Child Tax Credit 2023 - What You Need To Know

Child Tax Credit 2023 – What You Need To Know

April 5, 2023
Child Tax Credit 2023 What You Need to Know

Child Tax Credit 2023 – What You Need To Know

Many families take advantage of tax credits and deductions when they file their annual returns. The Child Tax Credit is a popular one that could be worth up to $2,000 per qualifying dependent under 17 this year. Millions of American families took advantage of an expanded credit in 2021 that boosted the amount of money parents received for each child under six or 17-year-old. That enhancement has now expired, and the credit will revert back to its former value and rules in 2023.

Child Tax Credit 2023

The child tax credit has been a popular way for families to get help paying for their kids’ education, health care and other needs. It got a big boost last year, when it was expanded under the American Rescue Plan. While Congress did not extend the expansion for 2022, the credit is still available in 2023 if you qualify. It’s worth up to $2,000 per qualifying child, but it is only fully refundable if you don’t owe taxes. To claim the credit, you must pass a number of tests. These include age, relationship, dependent status, residency and financial support. You also must have a valid Social Security number that’s valid for employment purposes in the U.S.

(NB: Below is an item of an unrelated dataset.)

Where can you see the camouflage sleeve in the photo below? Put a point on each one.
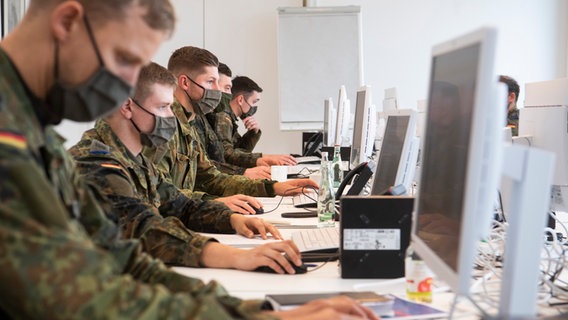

The credit fades down in increments after a certain income limit is hit, so you’ll need to show that your modified adjusted gross income is below the threshold. If you exceed it, the amount of your credit will be reduced or eliminated altogether. To qualify, your child must be your legally recognized child, stepchild, foster child, sibling, half-brother or half-sister or a descendant of one of these categories (like a grandchild or niece or nephew). They also need to have a Social Security number and have provided less than half of their own financial support in 2022. You must claim the child as a dependent on your 2022 tax return. And they must have lived with you for more than half the year that you claimed them as a dependent.


Parents can claim the full credit if they meet certain residency requirements and income limits, including having their main home in the United States for more than half the year and having children under 16 years of age on December 31. Military personnel and federal employees assigned abroad also qualify. To claim the credit, parents must file their taxes and prove they meet residency and income eligibility standards. They’ll use Schedule 8812 to figure their credit amount and include it in their tax return. The credit phases out if the parent’s modified adjusted gross income exceeds the maximum credit threshold, which is $200,000 for single filers and $400,000 for married filing jointly. For every $1,000 above the limit, the credit is reduced by $50.